In the pre-dawn gloom, Abeer Skaik turned to her husband, Ali Al-Qatta, and declared that this was the day they would finally locate their son. Ali assented wordlessly, and she passed him the stack of leaflets. Each one featured a photograph of 16-year-old Hassan beaming broadly, his posture relaxed, wearing a simple red T-shirt. He gazes straight at the camera, completely unreserved. At the peak of the sheet, in prominent lettering, Abeer had inscribed a single word in vivid crimson script: Munashada!—a fervent appeal.

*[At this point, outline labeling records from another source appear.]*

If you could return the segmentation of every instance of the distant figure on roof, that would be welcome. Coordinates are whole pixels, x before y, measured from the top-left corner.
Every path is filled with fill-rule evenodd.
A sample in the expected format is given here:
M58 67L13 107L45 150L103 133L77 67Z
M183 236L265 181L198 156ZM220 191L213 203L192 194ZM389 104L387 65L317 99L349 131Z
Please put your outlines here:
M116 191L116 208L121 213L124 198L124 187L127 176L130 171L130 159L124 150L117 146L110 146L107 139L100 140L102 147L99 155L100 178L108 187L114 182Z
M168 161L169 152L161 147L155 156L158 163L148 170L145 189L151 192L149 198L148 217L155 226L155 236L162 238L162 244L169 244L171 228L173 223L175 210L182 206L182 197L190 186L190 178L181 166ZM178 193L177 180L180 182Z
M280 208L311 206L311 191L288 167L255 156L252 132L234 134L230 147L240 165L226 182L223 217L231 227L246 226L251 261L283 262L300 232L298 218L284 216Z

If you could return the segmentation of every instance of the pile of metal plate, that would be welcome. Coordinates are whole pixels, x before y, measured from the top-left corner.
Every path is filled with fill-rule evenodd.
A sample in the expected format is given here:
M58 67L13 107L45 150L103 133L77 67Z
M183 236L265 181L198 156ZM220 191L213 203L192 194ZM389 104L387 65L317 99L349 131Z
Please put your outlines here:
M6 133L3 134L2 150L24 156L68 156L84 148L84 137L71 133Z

Abeer observed as Ali entered a car with a few trusted companions and departed. They commenced the 30-kilometer journey south, from al-Tuffah, east of Gaza City, heading to the European Hospital in Khan Younis. They had learned that a contingent of individuals held captive by Israel, including children, were scheduled for release there.
The gate was already congested. Families stood pressed together, swathed in blankets against the chill, gripping photographs and identification cards. Ali circulated the flyers among his friends. When the vehicles carrying liberated individuals pulled up, he and the others proceeded cautiously through the confined spaces between groups of people. Some of those who had just been freed were being enveloped in hugs. Ali lingered at the periphery of each reunion. “Have you seen my son?” he inquired. One after another, people indicated no. The crowds diminished. It was 2 am by the time Ali returned. Abeer watched her husband set the photographs on the table. They stood and exchanged glances without speaking, Ali’s eyes remote as if he was stepping into an unfamiliar dwelling. Ten months had passed since they had last been with their son.
Prior to the October 7 assaults, before a UN commission and a multitude of Palestinian and international rights groups established that Israel is perpetrating mass atrocities in Gaza, Abeer’s existence had been structured by Hassan’s routines. He awoke at the consistent hour every morning, consumed identical meals in the same sequence, required the house to be cleaned in a particular manner—the floor scrubbed, the table wiped after every meal. When he was 11 months old, Hassan’s parents noticed that he could not crawl or sit and that he didn’t vocalize the way his sister had at that age. Following an extensive sequence of clinical evaluations, Hassan, then 5, was identified as having autism spectrum disorder. Abeer recounts that Israel had refused the family’s application to secure therapy for Hassan outside Gaza. So Abeer began self-educating in therapy methods, how to establish behavioral routines, how to handle his sensory overload. Together, she and her husband, Ali, organized Hassan’s days around security and predictability, and they discovered ways to imbue their house with joy. Hassan chuckled when his father playfully doused him in the bath just the way he requested, showed a boundless eagerness for flipping through the pages of magazines and scrutinizing photos in restaurant menus, and enjoyed reclining on soft pillows with his mother. “I used to say I had four eyes,” Abeer states. “Mine and his. Mine was always watchful.”
The explosions were the first thing to shatter Hassan. Every blast made the 16-year-old clasp a trembling hand to his chest and murmur, “Mama, my heart is terrified.” Relocation traumatized him again. He shrieked each of the four times they had to flee. “Why am I abandoning my home? I refuse to depart from home. I want my bed,” he said. Hassan, who could not endure feeling unclean even for a few hours, went ten entire days without showering. One day while they were seeking refuge at a relative’s home, he toted a small bottle of water, trailed his mother around, and pleaded for a shower.
By April 2024, dearth had permeated all aspects of daily life. Famine intensified as Israel severed food supplies. Clean water was scarce. Abeer shed about 40 pounds. Days before Hassan vanished, he lashed out at his mother over what meager provisions were left—only an arid mixture they called bread, made of assorted grains that were formerly marketed as livestock fodder, which left it with a foul odor. He did not comprehend why there was no actual bread, no rice, no milk, no meat. Hassan gazed at what he’d been given, shoved it aside, and yelled, “What are you feeding me?” In a moment of sheer agitation, he overturned the table and bolted from the dwelling.